Closed CoCoNuTeK closed 2 weeks ago
@CoCoNuTeK assuming the callback is from HF transformers, this is a question more for https://huggingface.co/docs/transformers/en/main_classes/callback
I guess you're right about checkpoint-1000, not sure about checkpoint-final, but my guess is it contains the model from the step where it decided to stop training.
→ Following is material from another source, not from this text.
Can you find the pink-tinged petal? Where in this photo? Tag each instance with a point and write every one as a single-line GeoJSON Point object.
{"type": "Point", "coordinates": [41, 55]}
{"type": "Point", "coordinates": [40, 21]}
Yeah when i set the log_level="info" i saw both the eval step and the train step logged so thats not the issue, however i am pretty sure its not training on all the data i put in ,because the .arrow file contains arround 100K sequences(time series) in another words this loads
train_datasets = [
Filter(
partial(
has_enough_observations,
min_length=min_past + prediction_length,
max_missing_prop=max_missing_prop,
),
FileDataset(path=Path(data_path), freq="h"),
)
for data_path in training_data_paths
]
arround 130K time series the FileDataset(path=Path(data_path), freq="h"), i only have one data_path I looked into the train.py code multiple times but i cant find if there is some reduction used
this is the console print
***** Running training *****
Num examples = 640
Num Epochs = 9,223,372,036,854,775,807
Instantaneous batch size per device = 64
Total train batch size (w. parallel, distributed & accumulation) = 64
Gradient Accumulation steps = 1
Total optimization steps = 10
Number of trainable parameters = 8,394,496
Or is it because i need to set up the total batch size somewhere to be higher?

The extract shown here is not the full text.